[Date Prev][Date Next][Thread Prev][Thread Next][Date Index][Thread Index]

[Staging #KYN-678004]: ldm problems on ingest



Greg,

> We are still trying to figure out the problem we spoke with you and
> Tom and Mike about in October where ldm seems to be associated with
> intermittent high iowaits that hang processes on one of our systems.
> 
> Today we transferred all of our ldm processes to another server to
> try and isolate the problem. On this new server, (which we've faked to
> look like the old one so its still ingest.eol.ucar.edu) we've installed
> ldm 6.6.5. This afternoon we got a segfault from dcmetr (see below).
> We're running a fresh install of Gempak 5.11.1 (not an upgrade).

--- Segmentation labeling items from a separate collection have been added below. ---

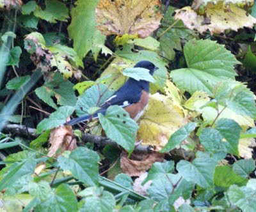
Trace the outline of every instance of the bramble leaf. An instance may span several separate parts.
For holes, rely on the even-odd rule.
[[[65,151],[58,158],[60,167],[70,170],[72,176],[88,186],[95,186],[99,182],[100,158],[93,151],[80,147],[72,152]]]
[[[108,137],[131,153],[135,146],[138,126],[122,108],[110,106],[106,116],[99,114],[100,123]]]
[[[182,91],[196,91],[212,96],[212,88],[220,81],[234,79],[234,65],[239,63],[223,45],[209,40],[193,40],[184,48],[188,68],[173,70],[170,77]]]

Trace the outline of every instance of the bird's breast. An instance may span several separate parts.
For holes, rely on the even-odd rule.
[[[148,103],[148,93],[142,91],[140,101],[127,106],[124,109],[130,114],[132,119],[138,121],[146,109]]]

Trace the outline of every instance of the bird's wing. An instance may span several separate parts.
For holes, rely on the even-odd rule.
[[[103,102],[100,107],[107,109],[111,105],[125,107],[140,100],[141,91],[134,92],[129,89],[119,89]]]

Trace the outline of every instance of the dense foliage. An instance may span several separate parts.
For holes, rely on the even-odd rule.
[[[253,0],[0,0],[0,208],[254,211]],[[159,68],[132,68],[149,61]],[[93,115],[150,82],[136,122]]]

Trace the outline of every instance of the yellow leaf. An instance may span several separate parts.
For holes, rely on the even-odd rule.
[[[211,34],[224,33],[226,29],[237,31],[238,29],[252,28],[256,19],[246,11],[235,4],[229,4],[227,11],[223,1],[217,4],[209,3],[204,10],[204,15],[200,15],[190,6],[175,10],[175,19],[181,19],[185,26],[190,29],[196,29],[200,33],[207,29]]]
[[[179,89],[177,87],[173,82],[169,80],[166,80],[165,84],[166,86],[164,87],[164,91],[166,95],[171,98],[173,104],[179,107],[186,116],[188,114],[188,110],[184,110],[181,106],[182,96]]]
[[[161,149],[174,132],[183,126],[187,119],[183,110],[171,98],[159,93],[150,97],[148,105],[140,121],[138,137],[143,144]]]
[[[22,5],[21,0],[0,0],[0,8],[10,10],[10,9],[19,9]]]
[[[240,156],[245,159],[252,158],[252,148],[255,146],[255,140],[254,139],[243,139],[239,140],[238,144],[238,151]]]
[[[171,81],[166,80],[165,82],[166,87],[164,91],[167,96],[170,96],[173,102],[176,102],[179,104],[182,103],[182,97],[180,91]]]
[[[106,85],[110,85],[109,89],[117,90],[124,83],[126,82],[128,77],[124,76],[122,74],[122,70],[128,67],[133,67],[134,63],[132,61],[123,59],[121,57],[116,57],[111,63],[101,74],[100,77],[97,80],[100,80],[100,83],[104,83]],[[104,77],[109,76],[109,77],[104,79],[101,79]]]
[[[106,35],[145,38],[160,25],[160,0],[100,0],[96,8],[97,28]]]

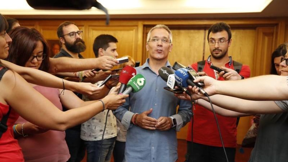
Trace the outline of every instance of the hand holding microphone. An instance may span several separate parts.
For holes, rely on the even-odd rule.
[[[136,75],[136,69],[133,67],[127,66],[124,67],[120,73],[119,82],[121,85],[118,94],[122,93],[126,89],[126,85],[131,78]]]
[[[127,88],[122,94],[127,95],[131,92],[137,92],[143,88],[146,83],[146,80],[143,75],[138,74],[133,76],[127,83]]]
[[[165,82],[167,82],[168,78],[169,77],[169,75],[170,74],[174,74],[174,72],[173,72],[173,71],[171,70],[170,68],[166,67],[165,66],[163,66],[158,70],[158,73],[159,73],[159,75],[160,76],[160,77],[162,78],[163,80],[164,80]],[[172,79],[173,78],[173,76],[171,75],[170,76],[170,79]],[[171,82],[173,82],[172,80],[171,79]],[[179,85],[179,84],[178,84],[177,82],[175,82],[174,85],[173,85],[173,83],[172,82],[170,82],[169,81],[169,82],[168,83],[168,84],[171,84],[171,86],[176,86],[179,88],[182,91],[185,92],[186,93],[187,93],[187,94],[190,95],[190,92],[189,91],[187,90],[187,89],[185,87],[183,87],[183,86],[181,86],[181,85]],[[173,87],[171,86],[171,87]],[[166,89],[164,88],[164,89]]]
[[[200,93],[205,96],[207,96],[208,94],[204,90],[202,86],[204,84],[200,84],[200,83],[194,82],[191,78],[195,80],[198,78],[190,78],[192,74],[188,74],[189,70],[185,68],[181,68],[175,71],[175,78],[176,82],[178,84],[184,87],[188,87],[189,85],[192,86],[196,86],[199,88],[199,91]]]

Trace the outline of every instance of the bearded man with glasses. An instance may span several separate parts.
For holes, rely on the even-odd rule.
[[[59,53],[54,58],[67,57],[75,59],[84,58],[80,54],[86,49],[85,42],[82,39],[83,35],[83,31],[79,30],[73,22],[67,21],[60,24],[57,29],[57,35],[62,47]],[[76,78],[66,77],[65,79],[79,81],[79,79]],[[82,99],[82,94],[75,94]],[[63,106],[63,111],[66,110],[67,109]],[[71,155],[68,161],[80,162],[84,158],[85,147],[84,141],[80,138],[81,131],[81,124],[65,131],[65,140]]]
[[[212,25],[208,30],[207,36],[211,55],[206,60],[192,64],[192,68],[199,75],[207,75],[220,80],[240,80],[249,77],[249,67],[233,61],[232,57],[228,56],[228,49],[232,43],[231,37],[230,27],[227,24],[221,22]],[[228,72],[224,74],[222,71],[218,74],[210,68],[212,64]],[[197,104],[193,109],[194,114],[193,141],[192,143],[192,127],[190,122],[186,139],[187,152],[185,161],[226,161],[213,113]],[[237,123],[239,118],[219,115],[217,117],[228,159],[229,161],[234,161],[237,146]]]

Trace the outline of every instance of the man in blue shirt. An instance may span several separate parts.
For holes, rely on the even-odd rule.
[[[190,121],[192,112],[189,102],[163,88],[166,82],[158,73],[163,66],[171,68],[168,59],[172,41],[172,33],[165,25],[150,30],[146,44],[149,57],[136,68],[146,79],[146,84],[140,91],[130,93],[115,112],[128,130],[126,161],[175,162],[178,159],[176,132]]]

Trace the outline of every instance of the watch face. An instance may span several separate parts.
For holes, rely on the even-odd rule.
[[[177,123],[176,123],[176,119],[174,118],[173,119],[173,125],[176,125],[177,124]]]

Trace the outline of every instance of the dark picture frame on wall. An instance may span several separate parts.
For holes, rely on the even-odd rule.
[[[49,47],[50,57],[53,57],[60,51],[61,46],[58,40],[48,40],[47,43]]]

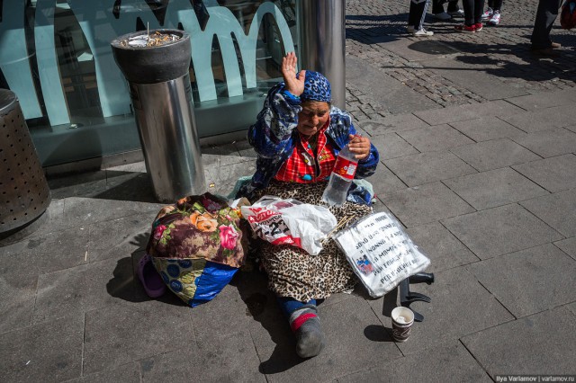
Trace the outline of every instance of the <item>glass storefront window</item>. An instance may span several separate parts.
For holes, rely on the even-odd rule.
[[[0,87],[21,103],[44,166],[140,148],[110,41],[147,28],[191,34],[201,138],[246,129],[297,49],[295,1],[0,0]]]

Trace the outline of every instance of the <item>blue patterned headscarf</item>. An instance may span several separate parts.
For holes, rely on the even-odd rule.
[[[332,101],[330,83],[322,74],[307,70],[304,79],[304,93],[300,95],[300,98],[302,101],[314,100],[330,102]]]

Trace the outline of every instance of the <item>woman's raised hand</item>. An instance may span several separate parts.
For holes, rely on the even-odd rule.
[[[296,78],[296,63],[298,58],[294,52],[289,52],[282,59],[282,76],[284,77],[286,90],[295,96],[300,96],[304,92],[304,79],[306,71],[301,70]]]

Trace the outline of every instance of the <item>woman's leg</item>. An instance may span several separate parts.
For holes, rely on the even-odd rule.
[[[417,31],[424,28],[424,19],[426,18],[426,11],[428,11],[429,4],[430,0],[426,0],[418,4],[418,5],[421,5],[422,7],[422,12],[420,13],[420,20],[418,21],[418,24],[415,26]]]
[[[304,303],[292,298],[278,297],[282,311],[296,335],[296,353],[301,358],[316,356],[324,347],[324,335],[318,317],[316,299]]]
[[[443,0],[432,0],[432,14],[444,13],[444,3]]]
[[[482,22],[482,13],[484,13],[484,0],[474,0],[474,23]]]
[[[458,6],[458,0],[456,0],[456,1],[449,1],[448,2],[448,13],[458,12],[458,11],[460,11],[460,7]]]
[[[492,4],[491,5],[490,3]],[[500,12],[500,8],[502,8],[502,0],[489,0],[488,6],[492,8],[494,11]]]
[[[414,27],[416,31],[422,28],[422,22],[426,17],[426,9],[428,5],[428,1],[418,2],[418,0],[410,0],[410,13],[408,13],[408,25]]]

Unfortunately, I know almost nothing about the GEMPAK "dcmetr" decoder.
More unfortunately, our GEMPAK expert, Steve Chiswell, has taken a position
elsewhere.  I'll pass your inquiry around the office to see if anyone
has any advice.

In the meantime, have you checked the support-GEMPAK email to see if anyone
else has encountered problems with "dcmetr"?  You could also post an
inquiry to the "gembud" mailing-list.

Sorry I can't be of more help.  From the LDM perspective, the problem with
"dcmetr" lies outside the scope of the LDM.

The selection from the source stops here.